I am outputting a single column from a dataframe to a csv. The data, however, is too long for some older downstream applications, so I have the csv add line breaks every size
items so that individual rows in the output aren't too long.
Example
from tkinter import Tk
from tkinter import filedialog
import pandas as pd
import numpy as np
Tk().withdraw() # we don't want a full GUI, so keep the root window from appearing
infilename = filedialog.askopenfilename()# show an "Open" dialog box and return the path to the selected file
data = pd.read_csv(infilename, header=None) #usecols=[0], only get 1st column, specify no header
outfilename = filedialog.asksaveasfile() #get save location
size=50 #number of items per line
col=0
indexes = np.arange(0,len(data),size)#have to use numpy since range is now an immutable type in python 3
indexes = np.append(indexes,[len(data)]) #add the uneven final index
for i in range(len(indexes)-1):
holder = pd.DataFrame(data.iloc[indexes[i]:indexes[i+1],col]).T
holder.to_csv(outfilename, index=False, header=False)
Expected Output
for input: A,B,C,D,E,F,G,H,I,J,K #this is actually a column in the input, rendered horizontal for space
Becomes in the file (size=3): A,B,C D,E,F G,H,I J,K
Despite not throwing any errors, the final loop (with the uneven final index) does not write to the file, even though the information is assigned to holder
without issue. Also, despite my not setting the mode
param, acts as w
and overwrites file if existing on the first loop, then acts as a
and appends to the file on subsequent loops, indicating some possible statefullness which may be relevant. Since no errors are thrown, I cannot figure out why the final information is not being written.
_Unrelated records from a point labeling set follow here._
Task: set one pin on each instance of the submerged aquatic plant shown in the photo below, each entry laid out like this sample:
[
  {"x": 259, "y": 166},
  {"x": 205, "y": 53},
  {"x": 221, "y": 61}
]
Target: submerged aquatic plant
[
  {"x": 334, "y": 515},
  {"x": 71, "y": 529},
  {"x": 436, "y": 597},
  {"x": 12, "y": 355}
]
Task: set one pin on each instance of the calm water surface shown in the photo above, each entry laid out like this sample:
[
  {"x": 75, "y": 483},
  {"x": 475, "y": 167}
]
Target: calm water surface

Output of pd.show_versions()
Comment From: TomAugspurger
Is tkinter necessary to reproduce the problem? Could you maybe simplify the example?
Comment From: Void2258
OK, I just tried hardcoding the paths and removing all tkinter. Now, it writes the data perfectly BUT it no longer shows the variable mode
behavior; it repeatedly overwrites the single line of data, but it writes the last set successfully. The example below includes a modified for loop to account for this.
import pandas as pd
import numpy as np
infilename = 'C:\\Users\\...infile.csv'
data = pd.read_csv(infilename, header=None)
outfilename = 'C:\\Users\\...test.txt'
size=50 #number of items per line
col=0
indexes = np.arange(0,len(data),size)#have to use numpy since range is now an immutable type in python 3
indexes = np.append(indexes,[len(data)]) #add the uneven final index
for i in range(len(indexes)-1):
holder = pd.DataFrame(data.iloc[indexes[i]:indexes[i+1],col]).T
if i ==0:
holder.to_csv(outfilename, index=False, header=False)
else:
holder.to_csv(outfilename, index=False, header=False, mode='a')
Comment From: TomAugspurger
@Void2258 we still can run that example since we don't have a 'C:\\Users\\...infile.csv'
file on our computers. It doesn't look like read_csv
is needed at all here. You could make the dataframe using pd.DataFrame()
.
Either way, I suspect the problem is with your looping logic, and not to_csv
. I've tested that out and the appending works as expected. Maybe try stack overflow if you have a question about getting the loop logic worked out.